© Credits photo: Nicolas Brasseur
Laura Footes’ artistic universe explores dysfunction in all its guises, but primarily as an intermediate state and a precursor to transformation and reinvention.For thirty-eight years, the artist has lived with a chronic illness that imposes an unconventional rhythm on her body, but it has also served as a catalyst for creativity and a novel framework for exploring physical, psychological, and social disharmony.
As a student in France, Footes studied French poetry and philosophy and leans on their ideas of sickness and dysfunction as a revolt against structure and a freeing confrontation with mortality and the absurdity of existence.
She references Hannah Arendt, noting that “absolute certainty diminishes the capacity for critical thought, whereas uncertainty becomes a necessary condition for preserving freedom.” As such, enigma and doubt are key elements in all of Footes’ paintings, which she describes as “purgatory zones,” like how the sick body becomes a purgatory zone between life and death.

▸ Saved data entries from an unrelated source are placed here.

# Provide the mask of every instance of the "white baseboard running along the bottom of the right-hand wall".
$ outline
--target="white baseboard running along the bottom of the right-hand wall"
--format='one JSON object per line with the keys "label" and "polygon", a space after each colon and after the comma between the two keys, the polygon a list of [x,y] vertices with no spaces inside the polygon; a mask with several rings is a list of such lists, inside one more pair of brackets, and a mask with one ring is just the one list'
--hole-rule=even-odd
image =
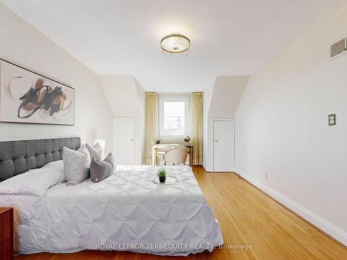
{"label": "white baseboard running along the bottom of the right-hand wall", "polygon": [[340,229],[339,227],[336,227],[335,225],[332,225],[332,223],[329,223],[328,221],[324,220],[323,218],[316,216],[311,211],[301,207],[300,205],[296,204],[295,202],[289,200],[285,196],[282,196],[277,191],[274,191],[273,189],[267,187],[262,182],[259,182],[258,180],[255,180],[253,177],[250,177],[249,175],[246,175],[242,171],[239,171],[239,169],[235,168],[235,173],[240,175],[244,180],[250,182],[255,187],[266,193],[268,196],[273,198],[274,200],[280,202],[280,204],[284,205],[291,211],[294,211],[298,216],[301,216],[301,218],[305,219],[308,223],[311,223],[324,233],[331,236],[333,239],[339,241],[339,243],[347,246],[347,232]]}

Mise en abyme and cinematography play important roles, cutting and montaging time and space. Footes blends autobiography and personal recollection with fragments of visual, literary, and philosophical elements absorbed during her French university education, such as the intimacy of Chardin’s interiors, Proust’s À la recherche du temps perdu, French New Wave cinema, the legacy of Parisian psychogeography, and café and dining culture — the latter being the most challenging to assimilate as the artist battles a chronic digestive disorder.
Recurring motifs (tables, chairs, beds) function as stabilizing anchoring points in the evereroding web of collective and personal memory. Transparency operates like a form of radiography, revealing the internal structures of figures and architecture and exposing the tension between transience and permanence. The artist’s body, worn and fragile due to disease, serves as a mirror to a dysfunctional society saturated with images of impossible bodies, impossible certainties, and obsessions with perfection, youth, and immortality, among many ills.
Beyond mere visual experience, Footes’ work proposes a way of inhabiting discomfort. The viewer is invited to consider vulnerability and the grey area of dysfunction as a valuable state of being and a means of engaging with the complexity of the world, turning painting into a space where uncertainty becomes wisdom and comfort.